12.2 If a delay of a party to perform its obligations is caused or anticipated due to Force Majeure, the performance of that party’s obligations will be suspended.
This Agreement sets forth the entire understanding of the parties, and supersedes all prior agreements between the parties. This Agreement shall be governed, interpreted and enforced in accordance with the laws of the State of Victoria. Any claim or litigation arising out of this Agreement or its performance may be commenced only in courts physically located in Victoria, Australia and the parties hereby consent to the personal jurisdiction of such courts. In the event of any litigation arising out of or relating to this Agreement, the prevailing party shall be entitled to recover its attorneys’ fees incurred in the litigation. If parties are unable to resolve the dispute, either party may request mediation and/or binding arbitration in a forum mutually agreed to by the parties.
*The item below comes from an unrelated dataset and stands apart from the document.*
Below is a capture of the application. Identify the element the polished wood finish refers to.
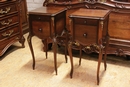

If one or more of the provisions in the Agreement is found invalid, illegal or unenforceable in any respect, the validity and enforceability of the remaining provisions shall not be affected. Any such provisions will be revised as required to make them enforceable.
No action of either party, other than in writing agreed to by the parties, may be construed to waive any provision of this Agreement and a single or partial exercise by either party of any such action will not preclude further exercise of other rights or remedies in this Agreement.